Tokenization

In [1]:
from nltk.tokenize import word_tokenize

In [13]:
text = "vijaya stack over flow stack over flow text vectorization scikit its processing"

In [14]:
words = word_tokenize(text)

print(words) # printing all the words in the text

['vijaya', 'stack', 'over', 'flow', 'stack', 'over', 'flow', 'text', 'vectorization', 'scikit', 'its', 'processing']


Lemmatization

In [15]:
from nltk.stem import WordNetLemmatizer

lemmatizer = WordNetLemmatizer()

lemma_words = [lemmatizer.lemmatize(word) for word in words]

print(lemma_words)

['vijaya', 'stack', 'over', 'flow', 'stack', 'over', 'flow', 'text', 'vectorization', 'scikit', 'it', 'processing']


Stemming

In [16]:
# Porter Stemmer

from nltk.stem import PorterStemmer

port_stemmer = PorterStemmer()

port_words = [port_stemmer.stem(word) for word in words]

print(port_words)

['vijaya', 'stack', 'over', 'flow', 'stack', 'over', 'flow', 'text', 'vector', 'scikit', 'it', 'process']


In [17]:
#Snowball Stemmer

from nltk.stem import SnowballStemmer

snow_stemmer = SnowballStemmer(language='english')

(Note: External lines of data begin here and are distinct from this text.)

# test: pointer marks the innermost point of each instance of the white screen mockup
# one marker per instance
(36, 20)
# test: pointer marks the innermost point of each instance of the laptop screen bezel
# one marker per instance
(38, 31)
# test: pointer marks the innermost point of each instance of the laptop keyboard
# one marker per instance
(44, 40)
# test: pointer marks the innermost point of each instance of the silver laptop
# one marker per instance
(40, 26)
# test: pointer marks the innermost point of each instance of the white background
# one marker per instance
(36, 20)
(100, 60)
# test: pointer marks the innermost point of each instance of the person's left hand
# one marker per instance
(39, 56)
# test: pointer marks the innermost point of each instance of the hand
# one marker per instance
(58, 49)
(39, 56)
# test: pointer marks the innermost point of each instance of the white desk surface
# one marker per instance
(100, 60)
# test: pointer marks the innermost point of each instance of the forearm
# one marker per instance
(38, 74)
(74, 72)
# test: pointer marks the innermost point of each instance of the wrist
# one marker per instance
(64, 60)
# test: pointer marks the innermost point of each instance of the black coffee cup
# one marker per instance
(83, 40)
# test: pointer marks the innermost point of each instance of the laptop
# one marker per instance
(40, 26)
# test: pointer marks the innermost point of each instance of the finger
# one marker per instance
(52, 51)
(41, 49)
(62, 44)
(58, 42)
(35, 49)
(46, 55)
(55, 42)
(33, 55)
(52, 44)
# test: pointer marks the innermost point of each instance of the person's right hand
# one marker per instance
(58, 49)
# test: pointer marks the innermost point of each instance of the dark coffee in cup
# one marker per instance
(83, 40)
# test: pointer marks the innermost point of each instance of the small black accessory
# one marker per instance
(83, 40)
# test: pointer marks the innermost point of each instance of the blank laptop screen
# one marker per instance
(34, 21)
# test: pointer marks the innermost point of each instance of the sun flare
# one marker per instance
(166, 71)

snow_words = [snow_stemmer.stem(word) for word in words]

print(snow_words)



['vijaya', 'stack', 'over', 'flow', 'stack', 'over', 'flow', 'text', 'vector', 'scikit', 'it', 'process']


Part-of-Speech (POS)

In [33]:
import nltk
nltk.download('averaged_perceptron_tagger')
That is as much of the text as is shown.